Le troisième enseignement est double. Il s’adresse  d’une part à la prétendue communauté internationale et d’autre part à la France. Tant qu’au nom des intérêts occidentaux, des chefs d’états africains seront propulsés et/ ou maintenus au pouvoir, les problèmes de fond de l’Afrique ne seront jamais résolus. Il suffit de faire un parallèle entre la mal-gouvernance du régime ivoirien et la progression du flot migratoire des jeunes ivoiriens vers l’Europe pour comprendre que tant qu’on n’améliorera pas la gouvernance dans les pays africains, on ne pourra pas empêcher des jeunes laissés sans perspectives d’avenir à la périphérie d’une gestion clanique, de tenter l’aventure transméditerranéenne. Par ailleurs, le gouvernement Macron qui se veut réformiste doit réaliser qu’il est grand temps de revoir en profondeur la politique africaine de la France. L’écart entre l’Afrique anglophone et l’Afrique francophone risque de devenir abyssal si la politique africaine de la France ne change pas.

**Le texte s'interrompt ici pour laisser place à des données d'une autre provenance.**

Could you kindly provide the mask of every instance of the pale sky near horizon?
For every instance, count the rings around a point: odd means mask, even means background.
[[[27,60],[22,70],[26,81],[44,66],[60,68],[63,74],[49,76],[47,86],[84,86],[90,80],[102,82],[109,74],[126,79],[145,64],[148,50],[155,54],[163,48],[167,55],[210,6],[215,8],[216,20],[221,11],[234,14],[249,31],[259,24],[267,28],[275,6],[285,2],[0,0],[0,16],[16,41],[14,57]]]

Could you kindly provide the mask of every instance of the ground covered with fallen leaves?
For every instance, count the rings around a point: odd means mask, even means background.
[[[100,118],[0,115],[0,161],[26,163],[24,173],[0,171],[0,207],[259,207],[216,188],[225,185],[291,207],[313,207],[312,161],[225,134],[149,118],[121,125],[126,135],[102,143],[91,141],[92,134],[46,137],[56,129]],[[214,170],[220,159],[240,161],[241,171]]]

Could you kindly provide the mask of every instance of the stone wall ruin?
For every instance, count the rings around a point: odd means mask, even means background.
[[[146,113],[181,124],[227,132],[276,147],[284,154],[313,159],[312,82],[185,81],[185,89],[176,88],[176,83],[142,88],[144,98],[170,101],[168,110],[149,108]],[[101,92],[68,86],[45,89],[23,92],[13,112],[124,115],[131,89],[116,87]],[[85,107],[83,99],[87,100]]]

Plus de soixante ans d’indépendance et d’aide au développement, et toujours la même misère apparente. Ces six décennies n’ont fait que creuser l’écart entre une Afrique toujours plus pauvre et des pays d’Asie devenus de vraies puissances économiques. A soutenir des despotes à la gestion clanique incapable de mettre une frontière imperméable entre les ressources de l’état et les appétits d’ogre des membres du clan, la France mène sa politique africaine dans une impasse où elle risque la déliquescence. La France a encore le pouvoir d’entrainer l’Afrique francophone sur le chemin d’une vraie indépendance politique et économique qui in fine lui profitera plus que si elle laisse les peuples africains se débarrasser d’eux-mêmes de ses dirigeants calamiteux. La performance des  candidats indépendants  aux élections municipales ivoiriennes prouve bien que la pompe du renouveau politique est amorcée de façon irréversible.